Therein, it noted that everyone is spending less on equity research than they used to, and that, “The role of the analyst is changing from someone who publishes research, to someone who can put an investor in front of company management.”

Is this true?

Brad Hintz, former CFO at Lehman Brothers, turned senior brokerage analyst at Bernstein research, says it is. Moreover: this is a new development.

“There’s certainly a demand for access to company management from smaller clients,” says Hintz, “There’s a large group of smaller clients who view access to company management as an important part of equity research.”

Although banks have, “corporate access teams” who can help arrange the logistics of meetings between investors and the management of companies they’re investing in, Hintz says it often falls to the equity researchers to make the first approach – and to attend the meetings when they occur.

“Equity researchers tend to have more credibility with the clients,” he says. “This is a new thing, it’s been growing over the past few years.”

Unfortunately, however, facilitating meetings between investors and company management amounts to one more thing in the average equity researcher’s already long and overcrowded day.

“Billy Joel had a song about being a rock star,” says Hintz. “He pointed out that he had to write new music, record new music and then go out on the road and sing it.

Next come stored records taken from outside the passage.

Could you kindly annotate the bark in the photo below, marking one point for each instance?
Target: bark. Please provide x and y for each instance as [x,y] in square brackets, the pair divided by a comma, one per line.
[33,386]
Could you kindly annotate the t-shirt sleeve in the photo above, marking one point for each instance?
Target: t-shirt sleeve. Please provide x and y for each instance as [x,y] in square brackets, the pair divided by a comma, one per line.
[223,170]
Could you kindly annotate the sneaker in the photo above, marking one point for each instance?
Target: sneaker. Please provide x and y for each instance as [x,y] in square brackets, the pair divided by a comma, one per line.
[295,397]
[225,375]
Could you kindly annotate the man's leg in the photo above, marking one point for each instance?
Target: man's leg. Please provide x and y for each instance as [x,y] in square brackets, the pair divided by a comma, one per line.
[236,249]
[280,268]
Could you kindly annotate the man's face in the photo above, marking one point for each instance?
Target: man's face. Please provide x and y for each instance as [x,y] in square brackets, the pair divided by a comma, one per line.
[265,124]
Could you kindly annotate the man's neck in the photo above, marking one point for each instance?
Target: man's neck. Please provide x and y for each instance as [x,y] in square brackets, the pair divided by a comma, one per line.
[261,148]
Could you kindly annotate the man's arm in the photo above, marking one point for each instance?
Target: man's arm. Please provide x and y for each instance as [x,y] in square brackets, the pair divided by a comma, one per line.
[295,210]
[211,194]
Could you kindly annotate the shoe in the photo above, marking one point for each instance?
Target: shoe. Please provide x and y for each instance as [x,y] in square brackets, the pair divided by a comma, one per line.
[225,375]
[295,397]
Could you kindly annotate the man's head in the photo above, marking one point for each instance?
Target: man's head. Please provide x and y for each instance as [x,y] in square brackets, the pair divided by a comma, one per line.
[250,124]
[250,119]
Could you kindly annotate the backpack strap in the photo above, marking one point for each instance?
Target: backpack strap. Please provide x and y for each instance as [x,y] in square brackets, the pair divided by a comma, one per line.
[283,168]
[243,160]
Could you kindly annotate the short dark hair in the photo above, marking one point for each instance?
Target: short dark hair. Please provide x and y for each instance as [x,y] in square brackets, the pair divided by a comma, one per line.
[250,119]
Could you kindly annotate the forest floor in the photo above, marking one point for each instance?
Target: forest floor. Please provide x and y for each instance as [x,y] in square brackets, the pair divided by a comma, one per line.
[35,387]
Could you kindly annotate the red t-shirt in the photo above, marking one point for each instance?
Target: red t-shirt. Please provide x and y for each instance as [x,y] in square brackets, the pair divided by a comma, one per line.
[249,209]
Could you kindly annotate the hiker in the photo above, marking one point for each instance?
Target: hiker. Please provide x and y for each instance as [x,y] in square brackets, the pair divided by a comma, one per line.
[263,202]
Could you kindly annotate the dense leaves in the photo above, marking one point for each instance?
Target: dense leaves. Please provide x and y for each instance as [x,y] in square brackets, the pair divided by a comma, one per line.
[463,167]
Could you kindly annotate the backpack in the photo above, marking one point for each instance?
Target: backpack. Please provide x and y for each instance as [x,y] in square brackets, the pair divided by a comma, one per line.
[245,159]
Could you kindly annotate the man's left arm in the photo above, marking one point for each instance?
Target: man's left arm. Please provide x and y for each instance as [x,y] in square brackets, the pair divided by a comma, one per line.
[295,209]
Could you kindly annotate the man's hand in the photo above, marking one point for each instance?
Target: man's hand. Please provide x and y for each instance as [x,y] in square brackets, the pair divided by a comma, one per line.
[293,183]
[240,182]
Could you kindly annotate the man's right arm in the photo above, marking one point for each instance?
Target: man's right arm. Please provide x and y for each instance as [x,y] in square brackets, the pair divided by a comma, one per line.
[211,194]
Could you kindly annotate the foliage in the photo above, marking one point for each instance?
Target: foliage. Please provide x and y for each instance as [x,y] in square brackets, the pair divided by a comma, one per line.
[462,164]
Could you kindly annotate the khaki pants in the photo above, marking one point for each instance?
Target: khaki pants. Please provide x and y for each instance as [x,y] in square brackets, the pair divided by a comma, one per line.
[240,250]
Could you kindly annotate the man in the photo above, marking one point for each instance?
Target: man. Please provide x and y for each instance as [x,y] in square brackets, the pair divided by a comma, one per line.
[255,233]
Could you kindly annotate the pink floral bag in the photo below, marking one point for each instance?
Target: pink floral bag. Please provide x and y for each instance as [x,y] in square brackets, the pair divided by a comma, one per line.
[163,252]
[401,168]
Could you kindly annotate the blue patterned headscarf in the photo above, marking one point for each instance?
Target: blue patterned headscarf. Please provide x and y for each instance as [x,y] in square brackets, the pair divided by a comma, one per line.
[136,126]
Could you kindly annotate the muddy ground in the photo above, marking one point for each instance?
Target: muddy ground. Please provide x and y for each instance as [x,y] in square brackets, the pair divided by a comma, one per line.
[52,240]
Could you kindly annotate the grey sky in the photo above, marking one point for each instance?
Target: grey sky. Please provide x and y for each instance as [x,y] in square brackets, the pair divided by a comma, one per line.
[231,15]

If he spent too much time on any one of those things, he would fail.

“Being an equity researcher today is similar. You still have to write commentary – clients want an easy-to-read account of the industry.”

As a result, the average equity researcher now works more hours than ever before. The new equity research schedule involves touring with clients and management teams by day, and hosting dinners and writing research reports by night.

Stephane Rambosson, managing partner at search firm Veni Group, agrees that it aids an analyst’s employability if he or she has a close relationship with a corporate management team: “It’s pretty helpful if they can deliver management to investors, but this is far from the only job of an equity researcher.”

With equity research jobs disappearing, equity researchers are under a lot of pressure. Meanwhile, Billy Joel hasn't had a hit for years. Let this be a warning.